Marx’s critique of political economy missed something simple and fundamental in his conception of surplus value. Surplus value has another side to the coin, a yin to its yang:

Chaos

The second law of thermodynamics states that, in a closed system, the net level of organization can only decrease. That’s called entropy, disorder, chaos. A person can build a house, but once it is built, a tsunami can knock it down, or a wildfire can burn it to ashes, or if nothing at all happens to it, it will simply wear down — the beams will warp, the roof will leak, the foundation will crack — under the sheer pressure of time.

Every economic decision is a flip of the coin, heads you win, tails you lose. Humans are, as a species, loss averse. As Jordan Peterson put it, “You can only be so happy, but you can be dead.” For surplus value to be distributed equally among the laborers, so too would chaos be distributed equally among the laborers. And most laborers are more afraid of chaos than excited by surplus value. 

That is why we in the market economy, without even being able to describe what we are doing, buy and sell chaos. We have a chaos market. 

Chaos can come at any time and remove your home and its value from existence. You pay your insurance company to take that chaos off your shoulders.

Chaos can come in the form of a swarm of locusts or an innovative competitor in the corn market and remove a crop of corn and/ or its value from existence. Corn farmers sell unsown crops to futures traders to take that chaos off their shoulders.

Futures trading is just specialization of labor. Corn growers are experts in growing corn, but futures traders are experts in the fluctuations of the corn market.

And, of course, there is the stock market. All the chaos in the world is boiled down to which companies will succeed and which will fail and at what time. And every single adult human in the WEIRD world is allowed to buy that chaos. Even so, a full 45% of Americans have bought none. 

Outside of our chaos market, in every other industry, the price of chaos is surplus value. Whoever owns the chaos gets the surplus value.

While a pile of wood and graphite and rubber isn’t a pencil until a laborer comes along and assembles them, the laborer cashes the same check if pencils go up in value or down in value. The capitalist owns the chaos, so the capitalist’s check goes up or down with the value of pencils.

Walmart introduced a program of paying part of even the most lowly associate’s wages in company stock.

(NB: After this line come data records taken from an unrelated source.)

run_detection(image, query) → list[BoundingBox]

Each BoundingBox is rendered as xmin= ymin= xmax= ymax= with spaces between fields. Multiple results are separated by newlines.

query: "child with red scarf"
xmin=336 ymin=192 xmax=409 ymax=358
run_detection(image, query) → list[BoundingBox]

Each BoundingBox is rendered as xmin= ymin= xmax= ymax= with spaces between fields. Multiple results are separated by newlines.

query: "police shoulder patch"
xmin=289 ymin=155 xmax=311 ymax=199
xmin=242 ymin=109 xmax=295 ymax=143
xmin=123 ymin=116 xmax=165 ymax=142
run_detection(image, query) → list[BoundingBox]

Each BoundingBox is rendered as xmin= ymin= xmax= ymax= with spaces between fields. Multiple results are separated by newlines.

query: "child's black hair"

Some early Walmart cashiers retired as millionaires. Enron did the same thing. Some of their employees retired penniless. Chaos and surplus are inextricable. That is what Marx failed to recognize.

Markets are capable of grasping the complex realities of the world implicitly even if not a single person operating in the market can articulate them explicitly. That is why markets outperform central planning over the medium and long term every time without exception.

But at the end of the day, the foundational idea of the LTV according to Marx is not that value is directly proportional to the labor used in production but that, without labor, nothing is worth anything. A tree has the potential to become food or shelter, but until humans come along and do labor to the tree, it is completely useless to all humans. And that is an important truth. In a time when everything is becoming increasingly automated, it’s important to remember that nothing can be worth anything unless a human does something to it.

Having said all that, the Labour Theory of Value has long since been replaced with the Subjective Theory of Value which sidesteps all the complex economic scales and measures and simply states that a thing is worth whatever someone is willing to pay for it. Because that is the only rule that always applies in every single economic exchange that has ever taken place.